Luís Sá, da Lar A Gosto, diz que o mercado está semelhante ao de 2024, mas as rendas aumentaram significativamente:
“A procura continua e a oferta continua escassa. Mudaram algumas coisas, sobretudo o preço do arrendamento, que subiu muito mais do que a inflação.”
A procura chega maioritariamente de estrangeiros, segundo avançam os mediadores imobiliários, mas também de famílias e de profissionais que vêm trabalhar para a região, nomeadamente nas áreas da saúde e da educação.
Luís Sá dá conta de que a criação de novas habitações também é reduzida:
“Eu acho que houve, sim, um período em que os proprietários preferiam ter as casas fechadas do que arrendar, atendendo ao valor das rendas.
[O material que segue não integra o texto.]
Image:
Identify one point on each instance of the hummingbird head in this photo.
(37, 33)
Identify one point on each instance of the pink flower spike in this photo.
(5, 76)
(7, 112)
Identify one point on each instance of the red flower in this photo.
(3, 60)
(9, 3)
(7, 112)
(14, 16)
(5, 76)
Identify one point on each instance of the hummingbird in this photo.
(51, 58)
Neste momento, penso que já é mesmo a oferta que é pouca. A construção nova é pouca e isso faz com que o mercado esteja lotado.”
Para quem procura casa, a realidade traduz-se em meses de espera e em opções que, muitas vezes, ultrapassam o orçamento, afirma Ana Pinto, uma profissional de saúde:
“Estou à procura de casa há cerca de meio ano. Há poucas casas disponíveis. É raro encontrar casa para alugar, tanto nas redes sociais como nas imobiliárias.”
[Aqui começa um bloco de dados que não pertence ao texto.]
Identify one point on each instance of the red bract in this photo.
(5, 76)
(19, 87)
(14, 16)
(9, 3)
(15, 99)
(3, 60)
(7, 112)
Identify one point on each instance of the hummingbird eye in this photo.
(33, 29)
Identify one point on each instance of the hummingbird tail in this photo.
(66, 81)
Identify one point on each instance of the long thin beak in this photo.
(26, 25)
Ana Pinto já recusou uma casa por não conseguir suportar o valor da renda:
“Já recusei casa por custar 600 euros e já ficava demasiado fora do meu orçamento.”
A dificuldade está também a condicionar os planos pessoais da jovem, que confessa já ter entrado em contacto com algumas imobiliárias sobre determinadas casas, sem obter resposta:
“Está a afetar a minha vida porque não me permite iniciar uma vida de casal e tenho que depender de outras pessoas.”
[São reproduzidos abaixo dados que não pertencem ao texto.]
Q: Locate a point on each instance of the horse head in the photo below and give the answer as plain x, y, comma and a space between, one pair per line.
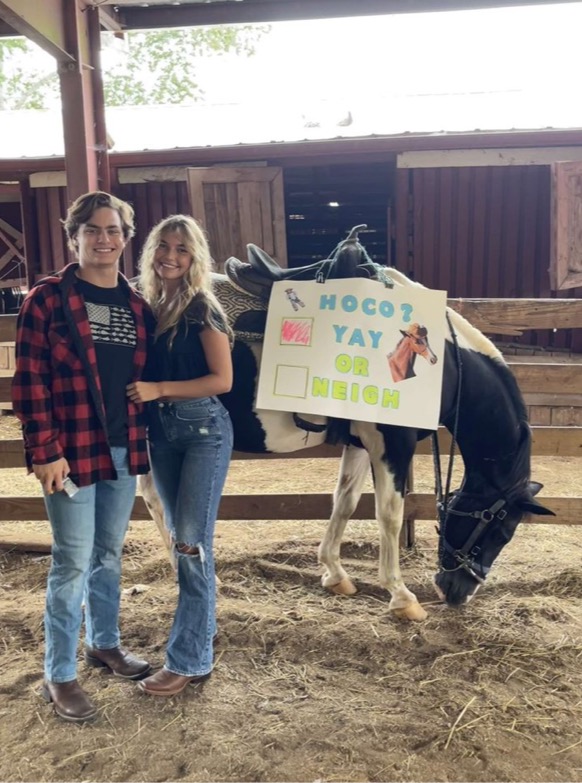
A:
477, 521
Também o mediador imobiliário Antero Seguro descreve o mercado como particularmente difícil e diz ter, atualmente, mais pessoas à espera de casa do que nunca nos seus 30 anos de atividade:
“O mercado de arrendamento em Macedo de Cavaleiros está repleto, completamente cheio, e tenho gente à espera como nunca tive em 30 anos.”
O mediador aponta também para a existência de casas devolutas que não chegam ao mercado e para a subida dos preços:
“Aqui, há três anos, alugava um T1 por 180 euros. Hoje já estão a pedir 250, 270 euros.”
Para Ana Pinto, uma renda suportável não deveria ultrapassar os 400 a 500 euros. Em Macedo de Cavaleiros, encontrar uma casa dentro desse valor continua a ser uma dificuldade.
Antero Seguro deixa uma sugestão para tentar aumentar a oferta no mercado de arrendamento:
“Era preciso um maior incentivo para o arrendamento, a nível dos proprietários. Por exemplo, a taxa que pagam às Finanças, de 28%, devia baixar, para eles baixarem também a renda e colocarem as casas a arrendar.”
O arrendamento continua a ser uma dificuldade em Macedo de Cavaleiros, tanto para quem procura casa como para as agências imobiliárias, que dizem não ter oferta suficiente para responder à procura.